彼女は私と同世代なので、昔の話はよくわかる。中学生のころ話題になった『ぼくを探しに』という絵本についての話がおもしろかった。
「自分を探すなんていうのは、現実にすることではなく、文学のなかの出来事であり、暗喩だった。そう、八〇年代ぐらいまでは「自分探し」ということばがまだ文学的効力をもっていたのだ。…今日びの新人作家がインタビューでそんなことを言ったら秒殺されるだろう。この二十年間で「自分探し」なるフレーズが、いかに価値を下げたかわかる」
確かに「自分探し」は、21世紀になってからは聞かなくなった。バブルが崩壊してからは自分を探す余裕がなくなったのではないか。「本当の自分」を探す暇があったら、生きてゆくための金や仕事を見つけるようになったのか。

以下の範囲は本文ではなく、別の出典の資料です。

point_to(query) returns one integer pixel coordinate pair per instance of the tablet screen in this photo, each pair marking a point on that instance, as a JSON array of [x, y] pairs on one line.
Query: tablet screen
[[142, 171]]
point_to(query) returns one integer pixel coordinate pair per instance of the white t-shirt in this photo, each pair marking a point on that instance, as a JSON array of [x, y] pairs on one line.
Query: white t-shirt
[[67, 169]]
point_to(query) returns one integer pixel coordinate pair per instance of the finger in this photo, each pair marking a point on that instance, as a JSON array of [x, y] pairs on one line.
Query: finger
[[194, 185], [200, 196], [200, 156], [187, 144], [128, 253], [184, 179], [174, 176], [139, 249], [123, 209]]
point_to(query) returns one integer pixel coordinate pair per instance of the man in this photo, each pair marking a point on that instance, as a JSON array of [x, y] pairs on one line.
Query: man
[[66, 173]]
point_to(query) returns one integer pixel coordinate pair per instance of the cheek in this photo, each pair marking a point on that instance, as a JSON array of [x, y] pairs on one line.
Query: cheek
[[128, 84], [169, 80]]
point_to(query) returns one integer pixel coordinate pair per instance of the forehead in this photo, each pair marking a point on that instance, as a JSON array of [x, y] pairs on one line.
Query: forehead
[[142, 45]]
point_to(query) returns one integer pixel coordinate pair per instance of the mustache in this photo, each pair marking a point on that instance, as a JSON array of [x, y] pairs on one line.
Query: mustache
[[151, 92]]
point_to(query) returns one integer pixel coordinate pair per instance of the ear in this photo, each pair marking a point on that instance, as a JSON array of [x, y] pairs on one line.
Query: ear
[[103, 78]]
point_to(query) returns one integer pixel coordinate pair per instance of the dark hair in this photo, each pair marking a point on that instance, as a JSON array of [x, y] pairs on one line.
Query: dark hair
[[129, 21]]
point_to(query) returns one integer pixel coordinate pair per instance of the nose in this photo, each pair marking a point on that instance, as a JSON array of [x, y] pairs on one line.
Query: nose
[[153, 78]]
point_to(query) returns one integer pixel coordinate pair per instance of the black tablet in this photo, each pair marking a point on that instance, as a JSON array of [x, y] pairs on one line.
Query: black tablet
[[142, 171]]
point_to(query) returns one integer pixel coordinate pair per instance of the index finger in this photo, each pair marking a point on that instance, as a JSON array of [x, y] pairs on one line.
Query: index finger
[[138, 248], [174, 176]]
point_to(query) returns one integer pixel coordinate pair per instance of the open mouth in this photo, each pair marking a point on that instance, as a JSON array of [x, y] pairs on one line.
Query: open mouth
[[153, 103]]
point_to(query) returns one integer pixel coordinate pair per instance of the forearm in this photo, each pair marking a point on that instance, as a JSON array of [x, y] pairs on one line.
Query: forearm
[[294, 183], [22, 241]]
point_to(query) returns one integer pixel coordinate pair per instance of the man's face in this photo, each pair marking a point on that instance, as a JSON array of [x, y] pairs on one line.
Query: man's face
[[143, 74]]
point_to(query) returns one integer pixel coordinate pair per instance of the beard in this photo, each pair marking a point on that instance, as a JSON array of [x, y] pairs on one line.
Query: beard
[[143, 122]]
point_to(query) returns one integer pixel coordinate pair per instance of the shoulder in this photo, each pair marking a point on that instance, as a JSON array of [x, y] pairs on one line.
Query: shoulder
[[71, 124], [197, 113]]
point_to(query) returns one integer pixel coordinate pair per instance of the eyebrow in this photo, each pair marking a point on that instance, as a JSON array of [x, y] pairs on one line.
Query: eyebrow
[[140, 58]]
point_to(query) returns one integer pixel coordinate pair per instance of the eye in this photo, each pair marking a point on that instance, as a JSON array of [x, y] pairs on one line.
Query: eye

『風と共に去りぬ』には、ラストに「明日は明日の風が吹くのだ」というスカーレット・オハラのセリフがある。英語はTomorrow is another day.だが、この本ではその訳がいつから始まったかを探索する。実は最初の翻訳が出たのが1939年で、原著からわずか3年。「まったく、翻訳大国ならびに翻訳スタミナ国であります」
その時の大久保康夫の訳は「明日はまた明日の陽が照るのだ」で、かなり近い。かつて帝劇ミュージカル版に脇役で出た黒柳徹子は鴻巣さんに言った。「『明日は明日の風が吹く』なんてヘンじゃない?決め台詞っぽくないし、江戸職人みたいだわ」。著者は「頭の中でスカーレットがねじり鉢巻きのイメージになって困る」と書く。
そんな感じで楽しいのだが、小学校4年の時に近所の英語教室に初めて行った時の話がいい。「ピアノもバレエも三味線も絵画も書道も、自分のものだという気がしなかった。でも、この英語というものはわたしに合っている、私は英語が好きだ。はっきりとそう感じた。その日、陽の暮れるまで先生のお宅から帰ろうとしなかったことをはっきり憶えている」
そんな瞬間が自分にはあっただろうか。